There are three broad ways that people try to change their lives. The first is hard, the second is popular, the third gives you your best chance of happiness.
1. Change The Universe
If we could only change the world to fit in with our expectations. Make it sunny for the picnic on Sunday, make the person you fancy feel the same way about you, get the right car, live in a perfect house and so on, and so on.
Unfortunately this is the hardest trick to pull off, the universe is a big place and very difficult to organise. Yet many people still want the world to come into line with their desires and get very upset when it doesn’t.
2. Change Yourself
The next way is to change ourselves to measure up to the standards of the day. This approach often gets called self help.

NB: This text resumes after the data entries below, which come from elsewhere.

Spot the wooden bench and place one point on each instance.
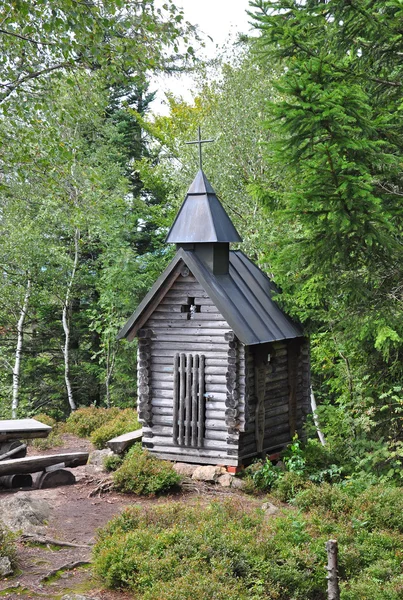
(17, 472)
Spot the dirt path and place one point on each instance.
(75, 518)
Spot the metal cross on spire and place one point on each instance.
(200, 142)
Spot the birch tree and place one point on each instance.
(18, 351)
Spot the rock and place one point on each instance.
(237, 483)
(77, 597)
(225, 480)
(185, 469)
(5, 567)
(270, 509)
(96, 458)
(23, 512)
(207, 473)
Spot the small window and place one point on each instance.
(190, 307)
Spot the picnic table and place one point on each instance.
(16, 468)
(27, 429)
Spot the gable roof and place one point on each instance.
(243, 297)
(202, 218)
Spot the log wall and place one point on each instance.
(286, 400)
(202, 331)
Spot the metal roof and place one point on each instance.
(243, 296)
(202, 217)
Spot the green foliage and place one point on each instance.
(123, 422)
(231, 551)
(84, 421)
(337, 224)
(54, 438)
(143, 474)
(301, 463)
(113, 462)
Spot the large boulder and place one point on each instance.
(5, 567)
(77, 597)
(97, 458)
(209, 473)
(23, 512)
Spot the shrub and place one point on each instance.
(325, 497)
(143, 474)
(286, 487)
(123, 422)
(230, 550)
(222, 551)
(84, 421)
(113, 462)
(381, 507)
(54, 438)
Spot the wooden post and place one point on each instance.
(189, 362)
(176, 400)
(194, 398)
(182, 385)
(200, 431)
(333, 590)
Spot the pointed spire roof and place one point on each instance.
(202, 217)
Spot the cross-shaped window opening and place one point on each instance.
(190, 307)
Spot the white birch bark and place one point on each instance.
(110, 363)
(316, 420)
(18, 351)
(66, 326)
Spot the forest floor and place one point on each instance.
(75, 517)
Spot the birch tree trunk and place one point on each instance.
(110, 363)
(18, 351)
(65, 321)
(316, 420)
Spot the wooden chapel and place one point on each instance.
(223, 373)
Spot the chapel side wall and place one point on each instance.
(286, 398)
(169, 331)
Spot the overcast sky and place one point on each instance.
(218, 19)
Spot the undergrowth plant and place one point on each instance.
(102, 424)
(124, 422)
(84, 421)
(230, 551)
(54, 438)
(143, 474)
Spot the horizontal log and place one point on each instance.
(169, 353)
(34, 464)
(191, 452)
(188, 346)
(160, 394)
(166, 405)
(198, 458)
(187, 330)
(179, 319)
(208, 444)
(158, 377)
(274, 411)
(189, 341)
(162, 363)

On the face of it this seems like the right thing to do. If only I get thinner, richer, more confident, have a better speaking voice, more ambitious then I will be happy and everyone will like me. Perhaps we need to get rid of the things we don’t like or think other people wont like. If only we can get rid of the smelly, gangrenous bits of our personality then we will be more likeable and happier.

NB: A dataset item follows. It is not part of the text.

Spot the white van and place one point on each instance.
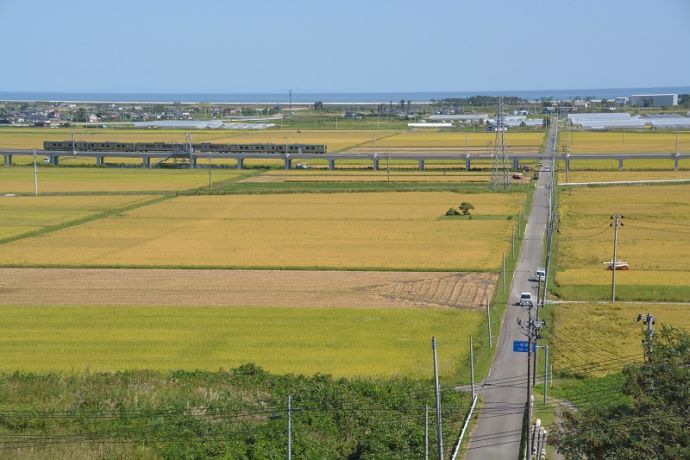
(526, 299)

Unfortunately this can be a never-ending treadmill. You will always be able to find something else to improve, something else that needs fixing. Just one more thing then I’ll be fixed.

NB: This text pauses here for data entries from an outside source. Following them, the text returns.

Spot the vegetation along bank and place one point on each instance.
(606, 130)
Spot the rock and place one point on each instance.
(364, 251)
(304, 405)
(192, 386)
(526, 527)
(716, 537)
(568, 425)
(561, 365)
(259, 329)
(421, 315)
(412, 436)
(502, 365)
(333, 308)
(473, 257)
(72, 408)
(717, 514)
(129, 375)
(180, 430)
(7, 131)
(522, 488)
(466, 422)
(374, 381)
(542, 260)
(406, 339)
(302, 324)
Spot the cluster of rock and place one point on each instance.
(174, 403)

It’s perfectly understandable that we want to be better people, to develop or enhance our skills. The question is what is motivating that drive, is it an innate desire to be the most that we can be or is it to escape the worm in the apple that tells us that there is something wrong with us, something deeply flawed that we need to escape from.
3. Accept Yourself (then change if you need to).
At first glance this appears to be going in the wrong direction. Shouldn’t I be working to fix all the things that are wrong with me? If you have the idea that you are broken then that is the real problem, the itch that can’t be scratched by one more diet, a different supplement or inspirational book.
Alice tells you she is fat and is disgusted with herself. George tells you he is very critical and ashamed of himself. Sally tells you she is lazy and will never amount to anything. Being a good friend you might listen to these declarations of failure and think that the problem is all about fat, criticism and laziness.
In fact the real problem with these sentiments, the glue that holds them in place against all efforts is the judgement that follows. A better place to start is with disgust, shame and self-criticism.
The first parts of those declarations could be called problems but they are also being used as a stick for each friend to beat themselves up with.
The real problem is the idea that you are broken, bad, defective, evil or a failure. If you come from this point of view then you will have a huge amount of resistance to overcome and even if you lost the weight, became less critical, or more energetic you would still have the self-aversion waiting in the wings to find another stick to beat you with.
If you come from the point of view that there is nothing ‘wrong’ with you then you can make whatever changes you need to make because each problem is just a problem. There is no evil identity to support, no problem personality to maintain. Change, if it is necessary, becomes much simpler because the problem is not an opportunity to give yourself a hard time.
Basically there really is nothing wrong with you. If you think that there is, it is because you have been taught that there is. No one is born with self-aversion or shame you need to be taught, by life or, more likely, other people.
If you looked on yourself as someone to be helped rather than blamed or punished, who would you see? How would you feel about them? What would be different?